Build-A-Bear Workshop was founded in Oregon in 1809 by Northwest Passage fur traders. Along with consignments of furs from local hunters, the traders would often receive small woodland animals for cheap fur or as food for their dogs. Eventually some traders began taxiderming these smaller animals and selling them. Such was the popularity of these small stuffed animals that a group of traders eventually set up shops in the largest towns along the trade route where customers could stuff skunks and weasels themselves, in-store. Soon, surplus materials were used to tailor waistcoats and hats for these little taxidermied creatures, which could be purchased as optional extras.


And so, Build-A-Bear workshop was born. Today the Workshop franchise owns over 100 shops in 200 countries, including Bygg-En-Bjørn in Norway, Tóg-Ainmhí-Bréagán in Ireland, and Rakentaakäsin-Uutuusleluiksi in Finland, which literally translates as ‘The Place Where Stuffed Animals Can Be Self-Assembled As Toys for Children and Sometimes Adults’.
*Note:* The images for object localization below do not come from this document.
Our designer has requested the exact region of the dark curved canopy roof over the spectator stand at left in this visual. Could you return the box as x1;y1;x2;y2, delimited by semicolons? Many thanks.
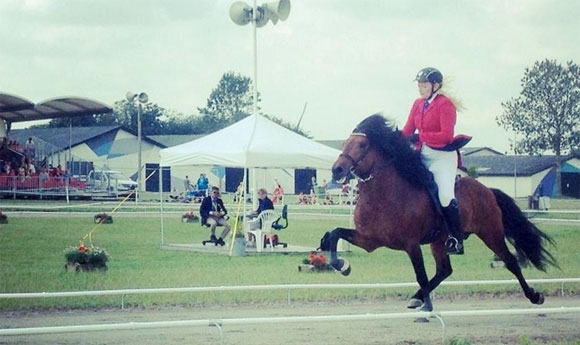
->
0;93;113;123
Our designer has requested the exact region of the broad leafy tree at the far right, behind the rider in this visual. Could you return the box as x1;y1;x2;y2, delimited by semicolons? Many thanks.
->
496;59;580;196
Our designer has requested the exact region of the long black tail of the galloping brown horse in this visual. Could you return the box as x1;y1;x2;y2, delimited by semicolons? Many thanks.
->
490;188;558;271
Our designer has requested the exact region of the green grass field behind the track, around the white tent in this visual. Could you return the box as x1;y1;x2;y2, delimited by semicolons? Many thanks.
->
0;196;580;310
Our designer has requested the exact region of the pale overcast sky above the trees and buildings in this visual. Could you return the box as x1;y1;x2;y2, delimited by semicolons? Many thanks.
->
0;0;580;153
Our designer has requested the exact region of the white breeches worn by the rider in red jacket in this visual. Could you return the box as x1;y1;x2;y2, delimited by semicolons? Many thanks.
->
421;145;457;207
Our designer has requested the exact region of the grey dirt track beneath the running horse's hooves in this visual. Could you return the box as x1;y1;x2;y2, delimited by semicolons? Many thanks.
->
0;296;580;345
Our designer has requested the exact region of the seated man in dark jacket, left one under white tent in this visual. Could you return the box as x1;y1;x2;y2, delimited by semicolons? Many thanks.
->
199;186;230;246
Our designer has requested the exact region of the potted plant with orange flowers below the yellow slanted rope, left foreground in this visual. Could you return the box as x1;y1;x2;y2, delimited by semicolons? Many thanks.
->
64;244;109;272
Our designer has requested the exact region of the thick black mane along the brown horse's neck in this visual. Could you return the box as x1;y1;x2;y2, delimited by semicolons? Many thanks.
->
353;114;432;188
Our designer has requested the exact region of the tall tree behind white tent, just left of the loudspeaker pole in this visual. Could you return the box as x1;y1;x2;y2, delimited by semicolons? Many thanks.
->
197;72;254;133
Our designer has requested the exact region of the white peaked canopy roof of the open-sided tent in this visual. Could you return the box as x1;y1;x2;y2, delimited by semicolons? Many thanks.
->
159;115;340;169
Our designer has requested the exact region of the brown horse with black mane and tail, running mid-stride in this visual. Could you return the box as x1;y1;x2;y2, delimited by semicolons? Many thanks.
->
320;114;557;311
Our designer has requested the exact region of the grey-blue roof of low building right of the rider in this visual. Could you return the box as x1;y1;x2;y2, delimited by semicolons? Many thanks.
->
462;155;573;176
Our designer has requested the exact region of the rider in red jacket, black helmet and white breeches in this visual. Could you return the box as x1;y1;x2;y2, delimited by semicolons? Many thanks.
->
402;67;463;255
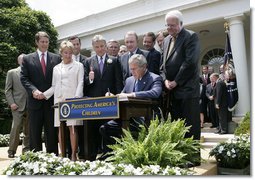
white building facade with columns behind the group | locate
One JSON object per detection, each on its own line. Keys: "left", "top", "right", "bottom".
{"left": 56, "top": 0, "right": 251, "bottom": 116}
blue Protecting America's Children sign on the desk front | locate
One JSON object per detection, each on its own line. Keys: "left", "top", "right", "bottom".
{"left": 58, "top": 96, "right": 119, "bottom": 121}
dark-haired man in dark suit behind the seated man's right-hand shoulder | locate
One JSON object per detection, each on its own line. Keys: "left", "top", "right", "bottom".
{"left": 143, "top": 32, "right": 161, "bottom": 74}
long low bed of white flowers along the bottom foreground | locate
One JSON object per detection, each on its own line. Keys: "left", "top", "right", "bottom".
{"left": 3, "top": 152, "right": 194, "bottom": 176}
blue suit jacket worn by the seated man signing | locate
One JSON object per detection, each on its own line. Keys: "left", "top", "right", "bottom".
{"left": 122, "top": 71, "right": 162, "bottom": 99}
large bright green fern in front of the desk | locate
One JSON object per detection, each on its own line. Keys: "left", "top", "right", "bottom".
{"left": 106, "top": 119, "right": 200, "bottom": 167}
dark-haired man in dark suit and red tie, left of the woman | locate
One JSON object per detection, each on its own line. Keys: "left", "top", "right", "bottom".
{"left": 20, "top": 32, "right": 61, "bottom": 155}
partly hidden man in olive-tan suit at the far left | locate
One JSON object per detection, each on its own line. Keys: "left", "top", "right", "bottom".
{"left": 5, "top": 54, "right": 29, "bottom": 158}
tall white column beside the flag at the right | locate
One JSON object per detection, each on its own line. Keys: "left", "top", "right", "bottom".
{"left": 225, "top": 14, "right": 251, "bottom": 116}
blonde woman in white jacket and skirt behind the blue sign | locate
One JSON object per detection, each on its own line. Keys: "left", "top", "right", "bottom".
{"left": 43, "top": 41, "right": 84, "bottom": 161}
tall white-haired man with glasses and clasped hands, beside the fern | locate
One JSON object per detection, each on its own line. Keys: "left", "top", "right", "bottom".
{"left": 160, "top": 10, "right": 201, "bottom": 140}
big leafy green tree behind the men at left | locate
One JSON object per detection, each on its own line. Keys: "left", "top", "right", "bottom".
{"left": 0, "top": 0, "right": 58, "bottom": 125}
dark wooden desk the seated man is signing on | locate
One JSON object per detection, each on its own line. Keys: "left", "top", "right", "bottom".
{"left": 60, "top": 98, "right": 157, "bottom": 160}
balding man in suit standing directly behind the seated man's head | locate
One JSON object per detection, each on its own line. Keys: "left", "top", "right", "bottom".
{"left": 119, "top": 31, "right": 149, "bottom": 84}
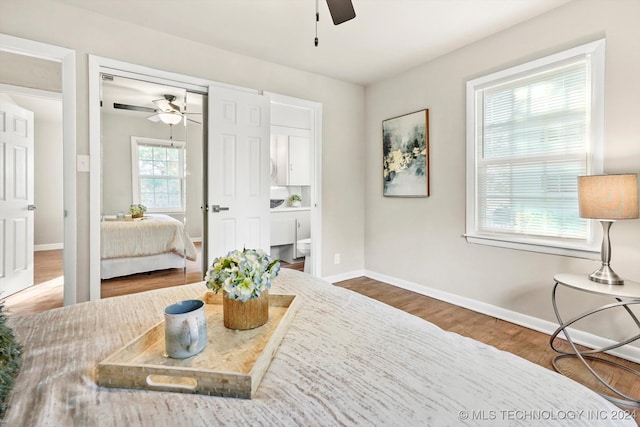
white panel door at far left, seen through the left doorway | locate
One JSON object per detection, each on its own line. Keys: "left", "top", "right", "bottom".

Today, the violence that erupts when there is a particularly tantalizing offer at the Workshop reveals some unsettling truths about the economic climate in which we live. What happened on 12th July serves as a barometric reading of the lived realities on the other side of the international division of labour from the one most of us experience in our daily lives. It should alert us to the fact that the changes in the global economy over the last 30 years have not by any means been beneficial for everyone. The question that remains is, how much longer can we bear this?